A typical CMOS digital output phase/frequency detector produces a DC-level output (after integration) that is a function of both phase and supply voltage. For a phase detector implemented in ECL (say an XOR gate to be super-simple) the output would be a function of both phase and the internal clamping level, which is imprecise and variable with temperature for one thing, making that avenue useless.
Ah, but the internal reference level drifts the same way. Probably. Hopefully?
Since you don't care about gain at all, the supply voltage can be all over the place. That's one problem solved. So, for most solutions, errors should be dominated by delays. At least as long as you can track the V_OH / V_OL ranges, if they drift disparately.
ECL example: use the complementary outputs to your advantage. Filter each, and use a differential amplifier for the error amp. (Or comparator for your 1-bit ADC, or whatever.) The thresholds are complementary and errors cancel out, all you need to check is the difference is zero.
Or use additional gates (e.g., a quad XOR?), strapped in static states, to obtain V_OH and V_OL, and treat accordingly. But that's hackier and worse.

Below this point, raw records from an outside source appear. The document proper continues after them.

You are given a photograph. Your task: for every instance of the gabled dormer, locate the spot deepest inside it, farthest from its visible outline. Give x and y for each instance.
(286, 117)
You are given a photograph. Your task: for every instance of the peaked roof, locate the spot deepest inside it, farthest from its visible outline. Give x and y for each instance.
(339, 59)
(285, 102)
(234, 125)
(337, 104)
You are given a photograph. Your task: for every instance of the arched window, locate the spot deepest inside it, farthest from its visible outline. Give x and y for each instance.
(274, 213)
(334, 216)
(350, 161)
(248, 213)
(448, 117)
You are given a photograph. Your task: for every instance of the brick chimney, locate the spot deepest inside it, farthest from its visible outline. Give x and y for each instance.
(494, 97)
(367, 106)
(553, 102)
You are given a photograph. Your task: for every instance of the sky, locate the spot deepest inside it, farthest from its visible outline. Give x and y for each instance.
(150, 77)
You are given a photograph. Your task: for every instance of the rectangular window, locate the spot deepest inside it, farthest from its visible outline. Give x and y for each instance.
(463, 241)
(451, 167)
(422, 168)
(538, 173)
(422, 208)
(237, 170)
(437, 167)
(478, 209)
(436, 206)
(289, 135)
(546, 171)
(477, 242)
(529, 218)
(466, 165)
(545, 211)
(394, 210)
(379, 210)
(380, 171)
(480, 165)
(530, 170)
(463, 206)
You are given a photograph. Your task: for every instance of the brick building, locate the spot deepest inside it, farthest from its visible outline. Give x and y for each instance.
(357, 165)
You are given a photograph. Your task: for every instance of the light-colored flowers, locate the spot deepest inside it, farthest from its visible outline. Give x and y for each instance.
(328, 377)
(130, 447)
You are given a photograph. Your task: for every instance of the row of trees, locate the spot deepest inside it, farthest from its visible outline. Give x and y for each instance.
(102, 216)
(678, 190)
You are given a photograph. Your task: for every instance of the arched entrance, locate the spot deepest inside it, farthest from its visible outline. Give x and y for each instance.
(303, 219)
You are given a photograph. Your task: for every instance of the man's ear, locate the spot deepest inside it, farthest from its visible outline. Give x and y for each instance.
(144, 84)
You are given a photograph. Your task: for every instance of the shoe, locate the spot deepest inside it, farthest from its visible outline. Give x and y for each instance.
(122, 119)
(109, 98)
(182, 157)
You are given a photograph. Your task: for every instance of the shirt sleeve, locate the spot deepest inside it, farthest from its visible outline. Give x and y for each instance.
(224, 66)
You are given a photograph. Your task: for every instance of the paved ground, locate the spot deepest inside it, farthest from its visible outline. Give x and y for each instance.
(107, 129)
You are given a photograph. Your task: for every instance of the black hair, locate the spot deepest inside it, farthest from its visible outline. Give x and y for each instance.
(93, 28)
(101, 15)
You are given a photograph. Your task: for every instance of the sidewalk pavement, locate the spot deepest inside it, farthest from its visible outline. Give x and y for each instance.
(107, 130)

With CMOS logic the integrated output can be compared to a trimmed reference level (corresponding to 90 degrees) derived from and thus ratiometric to the supply potential, eliminating that source of error, but CMOS is too slow for accuracy out to 100MHz. Differences in rise/fall and on/off propagation delays cause too much error.
CMOS need not be slow, but it probably has to be done internally. With some help from some latches or counters or whatever, it might be feasible to do it entirely digitally, within an FPGA (the transistors are 1.2V or less -- guessing you can't get discrete CMOS that low and that fast).
Or the DBM, what's wrong with that? Typically, you drive one port at "LO" levels (some dBm's) and the other at "RF" levels (< 0 dBm?). The output is DC (and 2 x f_clk, but that's filtered out) proportional to the RF amplitude.
I don't know too much about phase shift and delay in DBMs. Presumably the delays will be mismatched due to signal intensity, if nothing else. Which will give rise to some residual error as frequency varies. But I should think a few degrees wouldn't be out of the question.
DBMs can be driven symmetrically as well (i.e., equal amplitudes), but the linearity should be worse (because diode Vf is dependent on both signals' amplitudes and phases).
In typical PLL with a digital-output detector the detector output steers in sign (thus controlling the loop) about the phase difference point (typically 0 degrees), so supply voltage variation effecting the logic output level only modulates the detectors gain (and thus the loop gain of the PLL), not the accuracy of the detectors phase/frequency discrimination. Totally different application.
I like to use dual-clocked flip-flops, which produce a square wave output of constant PWM for a given phase shift. Tristate PFDs are good for frequency control in simple loops, but I don't think they're a good idea for a static measurement.
Such a flip-flop is impossible to implement in an FPGA (no synthesizer will accept two clock events), unless you specify it purely as combinatorial logic (in which case, it won't know how to synthesize it well, and the speed sucks).
But it can be implemented in two D-f/f's and a gate, or 8 fundamental gates (i.e. NAND/NOR), which isn't so bad.